Ce tiers-mondiste marxiste a été propulsé par Michèle Cotta en 1981 à la direction de Radio-France Internationale, où il donna une orientation conforme aux options du nouveau gouvernement. En juillet 1983, il a été nommé, sur recommandation de François Mitterrand, PDG de TF1, où il " rectifia " également la rédaction par un encadrement marxiste (Pierre- Luc Séguillon, Jean Lanzi, Alain Denvers, Jacques Decornoy, Sylvain Gouz, Michel Cardoze, Éric Rouleau, Jean Offredo, etc.). Il a occupé cette fonction (au salaire de 42000 francs par mois en 1986) jusqu'à la privatisation de la chaîne en 1987. Quoique maintenu par le gouvernement Chirac, il estima alors qu'il avait " été écarté de la présidence de TF1 pour des raisons bassement politiciennes ". Il a alors créé son propre holding, Média connexion international (MCI), dont il est vice-président (et dont il détient 51 %). Il a dans le même temps pris la présidence de Canal + Afrique et est devenu P-DG de la Compagnie internationale pour la production audiovisuelle et la communication (CIPAC), contrôlée à 51 % par MCI, aux côtés de Robert Maxwell et de Gilbert Gross.

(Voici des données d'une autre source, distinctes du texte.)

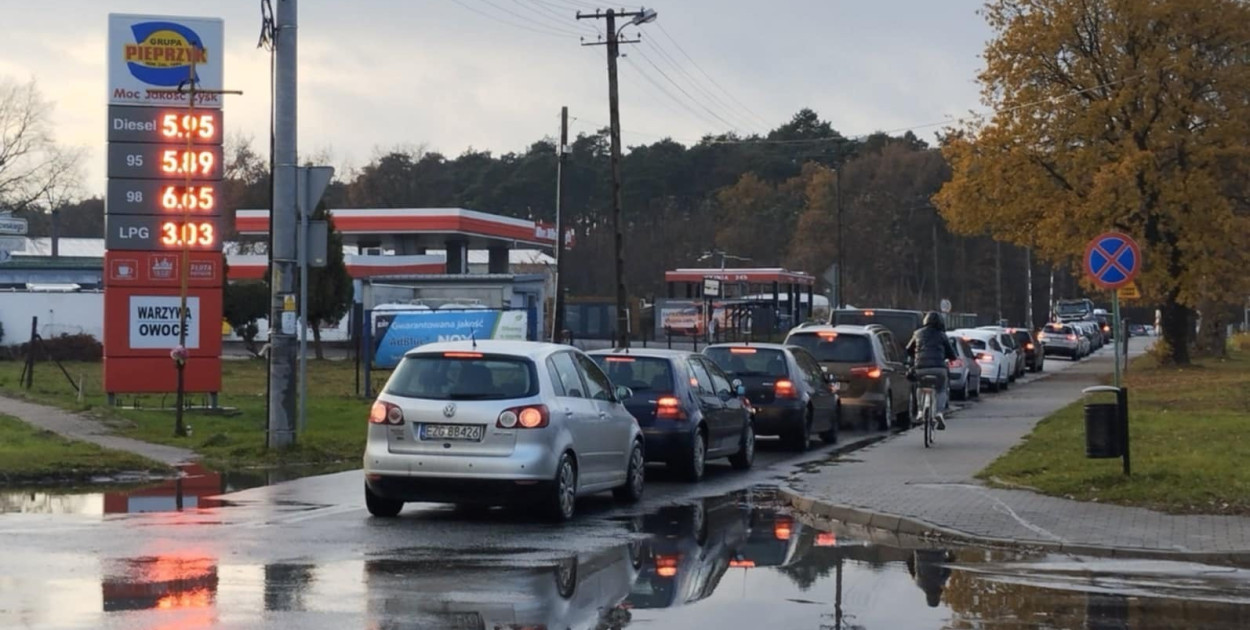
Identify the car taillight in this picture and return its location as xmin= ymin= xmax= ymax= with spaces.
xmin=495 ymin=405 xmax=551 ymax=429
xmin=851 ymin=365 xmax=881 ymax=379
xmin=773 ymin=516 xmax=794 ymax=540
xmin=369 ymin=400 xmax=404 ymax=425
xmin=655 ymin=396 xmax=686 ymax=420
xmin=655 ymin=555 xmax=681 ymax=578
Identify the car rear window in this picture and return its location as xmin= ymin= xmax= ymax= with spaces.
xmin=590 ymin=355 xmax=674 ymax=393
xmin=385 ymin=353 xmax=539 ymax=400
xmin=786 ymin=333 xmax=873 ymax=364
xmin=704 ymin=346 xmax=790 ymax=378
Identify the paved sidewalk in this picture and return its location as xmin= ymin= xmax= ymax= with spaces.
xmin=784 ymin=348 xmax=1250 ymax=556
xmin=0 ymin=396 xmax=196 ymax=465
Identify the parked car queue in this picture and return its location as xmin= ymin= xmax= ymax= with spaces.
xmin=364 ymin=315 xmax=1115 ymax=521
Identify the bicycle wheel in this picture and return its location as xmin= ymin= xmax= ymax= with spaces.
xmin=924 ymin=391 xmax=934 ymax=449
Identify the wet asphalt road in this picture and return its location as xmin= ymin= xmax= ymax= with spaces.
xmin=0 ymin=352 xmax=1250 ymax=630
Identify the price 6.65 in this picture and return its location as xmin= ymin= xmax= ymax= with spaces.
xmin=160 ymin=221 xmax=216 ymax=248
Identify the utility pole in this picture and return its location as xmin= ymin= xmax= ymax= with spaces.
xmin=578 ymin=9 xmax=656 ymax=348
xmin=1024 ymin=248 xmax=1034 ymax=330
xmin=934 ymin=221 xmax=941 ymax=310
xmin=834 ymin=169 xmax=846 ymax=309
xmin=268 ymin=0 xmax=299 ymax=449
xmin=551 ymin=106 xmax=569 ymax=341
xmin=994 ymin=240 xmax=1003 ymax=325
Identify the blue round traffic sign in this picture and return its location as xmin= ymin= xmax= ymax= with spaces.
xmin=1085 ymin=233 xmax=1141 ymax=289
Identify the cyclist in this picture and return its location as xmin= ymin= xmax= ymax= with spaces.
xmin=908 ymin=311 xmax=959 ymax=431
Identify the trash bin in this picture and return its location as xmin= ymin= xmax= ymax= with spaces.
xmin=1085 ymin=403 xmax=1124 ymax=459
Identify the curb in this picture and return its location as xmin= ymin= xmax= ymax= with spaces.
xmin=778 ymin=485 xmax=1250 ymax=566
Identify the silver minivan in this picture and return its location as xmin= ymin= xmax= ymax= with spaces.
xmin=364 ymin=340 xmax=645 ymax=520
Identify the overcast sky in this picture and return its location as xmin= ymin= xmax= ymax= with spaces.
xmin=0 ymin=0 xmax=990 ymax=194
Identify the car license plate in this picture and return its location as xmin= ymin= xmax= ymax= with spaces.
xmin=421 ymin=424 xmax=483 ymax=441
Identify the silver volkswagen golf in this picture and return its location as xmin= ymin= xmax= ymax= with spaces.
xmin=364 ymin=340 xmax=644 ymax=520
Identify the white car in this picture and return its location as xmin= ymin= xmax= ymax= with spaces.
xmin=976 ymin=326 xmax=1029 ymax=381
xmin=950 ymin=329 xmax=1016 ymax=391
xmin=364 ymin=340 xmax=644 ymax=520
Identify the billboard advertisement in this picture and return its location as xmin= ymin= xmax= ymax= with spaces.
xmin=373 ymin=309 xmax=529 ymax=370
xmin=109 ymin=14 xmax=225 ymax=108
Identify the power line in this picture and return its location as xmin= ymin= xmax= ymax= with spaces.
xmin=655 ymin=21 xmax=770 ymax=129
xmin=625 ymin=56 xmax=716 ymax=128
xmin=513 ymin=0 xmax=603 ymax=35
xmin=451 ymin=0 xmax=576 ymax=38
xmin=644 ymin=40 xmax=758 ymax=134
xmin=481 ymin=0 xmax=581 ymax=36
xmin=635 ymin=49 xmax=738 ymax=131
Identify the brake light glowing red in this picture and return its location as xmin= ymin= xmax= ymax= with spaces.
xmin=495 ymin=405 xmax=551 ymax=429
xmin=773 ymin=516 xmax=794 ymax=540
xmin=851 ymin=365 xmax=881 ymax=379
xmin=655 ymin=396 xmax=686 ymax=420
xmin=369 ymin=400 xmax=404 ymax=425
xmin=655 ymin=555 xmax=681 ymax=578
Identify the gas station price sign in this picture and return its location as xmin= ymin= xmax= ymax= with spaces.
xmin=109 ymin=143 xmax=221 ymax=179
xmin=104 ymin=214 xmax=221 ymax=251
xmin=106 ymin=179 xmax=221 ymax=215
xmin=109 ymin=105 xmax=223 ymax=145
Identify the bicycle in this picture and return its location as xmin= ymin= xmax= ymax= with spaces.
xmin=916 ymin=374 xmax=941 ymax=449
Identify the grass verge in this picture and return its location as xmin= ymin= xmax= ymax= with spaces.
xmin=0 ymin=415 xmax=169 ymax=485
xmin=978 ymin=349 xmax=1250 ymax=515
xmin=0 ymin=360 xmax=370 ymax=470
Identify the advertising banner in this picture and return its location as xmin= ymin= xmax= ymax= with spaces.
xmin=109 ymin=14 xmax=225 ymax=108
xmin=374 ymin=309 xmax=529 ymax=370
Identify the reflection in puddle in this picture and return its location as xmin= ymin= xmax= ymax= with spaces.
xmin=0 ymin=464 xmax=342 ymax=516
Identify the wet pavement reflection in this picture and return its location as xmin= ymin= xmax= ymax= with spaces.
xmin=0 ymin=480 xmax=1250 ymax=630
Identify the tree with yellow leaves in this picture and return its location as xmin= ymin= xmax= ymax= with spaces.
xmin=934 ymin=0 xmax=1250 ymax=364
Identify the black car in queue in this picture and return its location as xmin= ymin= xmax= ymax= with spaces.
xmin=704 ymin=344 xmax=841 ymax=451
xmin=589 ymin=349 xmax=755 ymax=481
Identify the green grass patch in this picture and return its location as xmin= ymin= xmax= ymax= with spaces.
xmin=979 ymin=350 xmax=1250 ymax=515
xmin=0 ymin=360 xmax=372 ymax=470
xmin=0 ymin=415 xmax=169 ymax=485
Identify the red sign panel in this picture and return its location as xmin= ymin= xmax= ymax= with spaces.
xmin=104 ymin=285 xmax=221 ymax=360
xmin=104 ymin=357 xmax=221 ymax=394
xmin=104 ymin=250 xmax=224 ymax=288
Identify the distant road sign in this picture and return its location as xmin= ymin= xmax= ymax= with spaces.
xmin=0 ymin=216 xmax=28 ymax=236
xmin=1116 ymin=283 xmax=1141 ymax=300
xmin=1084 ymin=233 xmax=1141 ymax=289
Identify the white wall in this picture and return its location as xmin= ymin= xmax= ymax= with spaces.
xmin=0 ymin=291 xmax=104 ymax=345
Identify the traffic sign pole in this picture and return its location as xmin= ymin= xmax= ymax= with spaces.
xmin=1111 ymin=291 xmax=1124 ymax=388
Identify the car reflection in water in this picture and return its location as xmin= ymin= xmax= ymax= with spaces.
xmin=365 ymin=545 xmax=640 ymax=630
xmin=626 ymin=498 xmax=750 ymax=609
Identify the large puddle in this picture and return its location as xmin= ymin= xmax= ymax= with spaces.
xmin=9 ymin=493 xmax=1250 ymax=630
xmin=0 ymin=464 xmax=342 ymax=516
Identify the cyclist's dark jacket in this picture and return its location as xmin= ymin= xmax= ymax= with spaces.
xmin=908 ymin=323 xmax=959 ymax=370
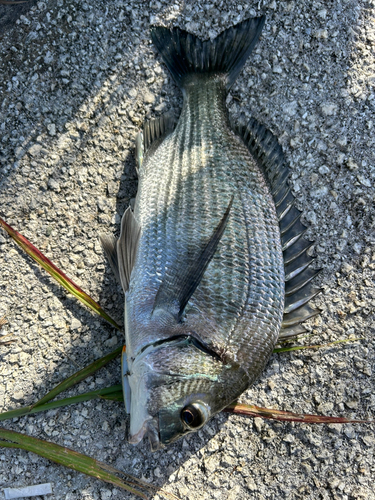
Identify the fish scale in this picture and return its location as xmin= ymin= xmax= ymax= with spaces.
xmin=129 ymin=73 xmax=284 ymax=376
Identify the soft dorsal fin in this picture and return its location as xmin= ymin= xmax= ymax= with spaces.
xmin=116 ymin=207 xmax=141 ymax=292
xmin=143 ymin=113 xmax=176 ymax=153
xmin=154 ymin=196 xmax=233 ymax=321
xmin=99 ymin=234 xmax=121 ymax=283
xmin=237 ymin=118 xmax=320 ymax=338
xmin=135 ymin=112 xmax=176 ymax=175
xmin=99 ymin=207 xmax=141 ymax=292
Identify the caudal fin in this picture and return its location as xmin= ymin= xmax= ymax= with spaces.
xmin=151 ymin=16 xmax=266 ymax=90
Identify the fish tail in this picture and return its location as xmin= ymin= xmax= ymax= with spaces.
xmin=151 ymin=16 xmax=266 ymax=90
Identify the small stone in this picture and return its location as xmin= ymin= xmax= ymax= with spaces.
xmin=320 ymin=102 xmax=338 ymax=116
xmin=362 ymin=435 xmax=375 ymax=446
xmin=318 ymin=9 xmax=327 ymax=19
xmin=319 ymin=165 xmax=329 ymax=175
xmin=344 ymin=425 xmax=355 ymax=439
xmin=346 ymin=158 xmax=358 ymax=170
xmin=284 ymin=101 xmax=298 ymax=116
xmin=357 ymin=174 xmax=371 ymax=187
xmin=143 ymin=90 xmax=155 ymax=104
xmin=104 ymin=337 xmax=118 ymax=347
xmin=70 ymin=318 xmax=82 ymax=330
xmin=28 ymin=144 xmax=42 ymax=157
xmin=314 ymin=29 xmax=328 ymax=40
xmin=48 ymin=178 xmax=61 ymax=193
xmin=47 ymin=123 xmax=56 ymax=136
xmin=341 ymin=262 xmax=354 ymax=274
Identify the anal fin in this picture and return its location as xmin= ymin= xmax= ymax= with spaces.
xmin=237 ymin=118 xmax=320 ymax=338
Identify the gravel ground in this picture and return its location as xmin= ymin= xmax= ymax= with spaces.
xmin=0 ymin=0 xmax=375 ymax=500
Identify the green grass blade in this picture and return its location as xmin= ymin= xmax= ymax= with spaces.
xmin=273 ymin=338 xmax=361 ymax=353
xmin=0 ymin=427 xmax=178 ymax=500
xmin=0 ymin=218 xmax=122 ymax=331
xmin=0 ymin=384 xmax=123 ymax=421
xmin=0 ymin=428 xmax=153 ymax=499
xmin=223 ymin=403 xmax=372 ymax=424
xmin=33 ymin=347 xmax=123 ymax=407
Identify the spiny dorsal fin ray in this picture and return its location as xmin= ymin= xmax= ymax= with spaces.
xmin=135 ymin=112 xmax=176 ymax=175
xmin=154 ymin=196 xmax=233 ymax=321
xmin=117 ymin=207 xmax=141 ymax=292
xmin=278 ymin=325 xmax=307 ymax=341
xmin=237 ymin=118 xmax=320 ymax=338
xmin=143 ymin=113 xmax=176 ymax=154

Dès le retour de la gauche, il s'est retrouvé à la tête de RMC (novembre 1988). A la suite de l'éviction de Philippe Guilhaume, il a été nommé par le Conseil supérieur de l'audiovisuel P-DG d'Antenne 2-FR3 et a aussitôt reconstitué son équipe à ses côtés. La plupart de ses livres abordent des thèmes inhérents à ses combats indépendantistes et tiers-mondistes:

SOURCE PRINCIPALE :"Les oubliés de la guerre d'Algérie" Raphael Delpard, éditions Michel Lafon

Question : Devenu Algérien le 4 juillet 1963(publié au "Journal Officiel de la République Algérienne le 9 août 1963". N'étant donc plus Français, ne pouvant avoir la double nationalité et n'ayant jamais renié sa nationalité Algérienne, Il ne pouvait légalement et réglementairement accéder à la direction d'organismes d'état tels que le CSA ou autres. Quel est donc ce mécanisme mystérieux qui exempte certains personnages du respect du droit et des lois?